Roma teria decaído devido ao espírito de conquista de alguns particulares, que em nome
desse desejo, corromperam o interesse público e “destruíram as mais sólidas
constituições da Antiguidade” [60]. A exemplo de Montesquieu, para Jaucourt, “a
república, sobretudo em sua forma democrática, é um regime muito interessante, mas
pouco adaptado às condições das nações modernas”. Ela seria anacrônica, por assim
dizer [61]. Afinal, se um dos traços decisivos do republicanismo é “a participação dos
cidadãos na vida pública”, como fazer com que isso ocorra no contexto das nações
modernas, sendo elas de grande território e fartamente habitadas? [63]. Mesmo assim,
as qualidades republicanas não deixaram de ser alardeadas e tiveram eficácia na luta
contra o Antigo Regime. “A crítica aos valores e sua substituição por uma nova visão da
moralidade, tanto quanto dos saberes e dos costumes, não levam por si só à Revolução,
e tampouco poder ser caracterizadas como uma teoria política no sentido estrito, mas
fazem parte do processo de criação de uma nova linguagem para pensar o mundo, a
partir da qual emergiu o republicanismo francês” [57].
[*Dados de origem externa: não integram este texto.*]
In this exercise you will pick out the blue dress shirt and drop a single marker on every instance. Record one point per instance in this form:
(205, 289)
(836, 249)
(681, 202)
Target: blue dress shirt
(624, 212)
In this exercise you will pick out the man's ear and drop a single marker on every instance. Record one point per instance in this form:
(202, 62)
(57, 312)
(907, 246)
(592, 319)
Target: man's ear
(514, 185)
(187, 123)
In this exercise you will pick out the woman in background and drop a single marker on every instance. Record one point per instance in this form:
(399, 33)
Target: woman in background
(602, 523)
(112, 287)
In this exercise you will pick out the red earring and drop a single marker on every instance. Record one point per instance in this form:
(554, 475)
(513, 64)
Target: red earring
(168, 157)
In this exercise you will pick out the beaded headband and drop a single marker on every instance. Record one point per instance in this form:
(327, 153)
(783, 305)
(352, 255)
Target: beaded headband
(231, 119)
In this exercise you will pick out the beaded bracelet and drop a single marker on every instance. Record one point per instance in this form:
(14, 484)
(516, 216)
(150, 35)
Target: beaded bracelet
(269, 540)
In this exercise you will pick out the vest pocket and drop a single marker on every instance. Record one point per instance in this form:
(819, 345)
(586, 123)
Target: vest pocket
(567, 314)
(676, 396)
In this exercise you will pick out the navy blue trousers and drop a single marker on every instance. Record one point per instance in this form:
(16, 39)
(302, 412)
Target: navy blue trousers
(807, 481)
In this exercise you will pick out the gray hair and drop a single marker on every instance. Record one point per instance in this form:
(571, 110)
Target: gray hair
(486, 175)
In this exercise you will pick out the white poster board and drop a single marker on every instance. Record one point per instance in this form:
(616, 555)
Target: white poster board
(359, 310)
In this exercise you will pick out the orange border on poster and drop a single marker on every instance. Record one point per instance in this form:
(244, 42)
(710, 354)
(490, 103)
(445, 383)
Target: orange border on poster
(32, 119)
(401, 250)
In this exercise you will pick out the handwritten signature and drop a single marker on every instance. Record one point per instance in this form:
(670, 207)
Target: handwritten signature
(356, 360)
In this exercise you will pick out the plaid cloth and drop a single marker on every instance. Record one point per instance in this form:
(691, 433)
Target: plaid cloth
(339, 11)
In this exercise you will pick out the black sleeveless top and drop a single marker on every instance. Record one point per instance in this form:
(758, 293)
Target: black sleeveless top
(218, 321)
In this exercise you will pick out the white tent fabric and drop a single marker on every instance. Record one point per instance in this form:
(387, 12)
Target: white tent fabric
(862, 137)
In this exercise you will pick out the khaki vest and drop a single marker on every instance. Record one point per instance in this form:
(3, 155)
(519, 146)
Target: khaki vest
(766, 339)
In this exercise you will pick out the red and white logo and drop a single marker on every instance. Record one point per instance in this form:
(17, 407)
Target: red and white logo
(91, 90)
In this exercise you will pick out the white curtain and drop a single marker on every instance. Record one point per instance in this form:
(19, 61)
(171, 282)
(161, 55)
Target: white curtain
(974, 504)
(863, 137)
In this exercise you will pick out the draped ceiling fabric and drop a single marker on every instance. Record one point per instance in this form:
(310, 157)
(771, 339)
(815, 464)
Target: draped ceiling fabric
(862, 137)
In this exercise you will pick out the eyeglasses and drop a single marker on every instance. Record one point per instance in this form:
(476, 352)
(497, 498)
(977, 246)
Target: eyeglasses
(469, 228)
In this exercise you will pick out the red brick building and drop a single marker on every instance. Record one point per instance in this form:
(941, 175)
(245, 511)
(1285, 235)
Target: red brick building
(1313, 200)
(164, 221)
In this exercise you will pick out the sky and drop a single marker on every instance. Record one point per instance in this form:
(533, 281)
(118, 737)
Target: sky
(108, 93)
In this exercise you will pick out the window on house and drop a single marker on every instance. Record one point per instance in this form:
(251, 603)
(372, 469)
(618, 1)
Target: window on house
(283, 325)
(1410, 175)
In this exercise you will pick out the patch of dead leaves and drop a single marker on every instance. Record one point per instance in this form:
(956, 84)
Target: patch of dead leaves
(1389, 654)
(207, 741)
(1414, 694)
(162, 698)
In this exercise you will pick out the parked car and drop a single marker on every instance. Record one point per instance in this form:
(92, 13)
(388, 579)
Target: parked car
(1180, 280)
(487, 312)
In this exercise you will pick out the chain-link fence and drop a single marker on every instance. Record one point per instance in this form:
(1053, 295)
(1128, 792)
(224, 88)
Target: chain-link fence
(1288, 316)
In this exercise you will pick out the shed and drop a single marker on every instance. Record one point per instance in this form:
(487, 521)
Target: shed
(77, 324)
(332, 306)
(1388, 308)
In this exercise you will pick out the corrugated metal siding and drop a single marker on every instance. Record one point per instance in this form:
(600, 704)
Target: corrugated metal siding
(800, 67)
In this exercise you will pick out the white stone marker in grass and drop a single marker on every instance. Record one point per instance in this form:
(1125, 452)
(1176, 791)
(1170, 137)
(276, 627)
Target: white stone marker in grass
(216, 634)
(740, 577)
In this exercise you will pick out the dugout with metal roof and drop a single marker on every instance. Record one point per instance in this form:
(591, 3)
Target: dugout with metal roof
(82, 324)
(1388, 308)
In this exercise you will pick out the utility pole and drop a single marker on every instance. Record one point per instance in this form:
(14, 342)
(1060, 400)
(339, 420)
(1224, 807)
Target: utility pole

Voltaire também pensou a república. Sua inspiração vinha da Inglaterra. Em suas


Cartas filosóficas, havia elogiado os quakers por não apoderarem sacerdotes, notórios
por se servirem das necessidades espirituais dos homens para fazer valer seus interesses
particulares. Os quakers não distinguiam esses potenciais aproveitadores da comunidade
de fieis. Ademais, não tinham o costume de se dirigir a ninguém utilizando o epíteto de
majestade e combatiam as separações de classe [70]. Dessa maneira, praticavam valores
republicanos que, para Voltaire, incluía ainda a “liberdade de expressão” e a
“tolerância”. Quanto a essa última virtude, o comércio podia contribuir crucialmente
para promovê-la. Afinal, quando estabelecemos relações de troca, a religião de nosso
parceiro é o de menos. O que importa é o lucro [74]. Assim como a maioria dos
ilustrados que tematizaram a república, Voltaire também chama a atenção para a sua
fragilidade. “Fica claro que Voltaire esposa as dúvidas de seu tempo quanto à
possibilidade de existência de uma república em grandes territórios, e também o receio
de que a fragilidade de uma forma de governo tão preciosa não consiga resistir aos
ataques externos” [80]. Repetia, assim, a “dificuldade com um regime que, mesmo
sendo elogiado por alguns, não parecia possível nas condições europeias do século
XVIII” [83]. Uma importante observação de Voltaire nos esclarece que “o homem
virtuoso está bem mais à vontade em uma república, pois nela não precisa bajular
ninguém”. Esse aspecto também se inclui nas vantagens apresentadas pelo autor quanto
às repúblicas [82].

Concluindo, “de um lado, não podemos falar em sentido estrito de republicanismo dos
iluministas; de outro, não há como negar a presença de temas, conceitos e de uma
sincera admiração por alguns valores associados à tradição republicana”. Os iluministas
não pregavam a revolução - longe disso. Mas construíram um léxico, uma linguagem
republicana, altamente fecunda e eficaz na crítica ao regime monárquico [83].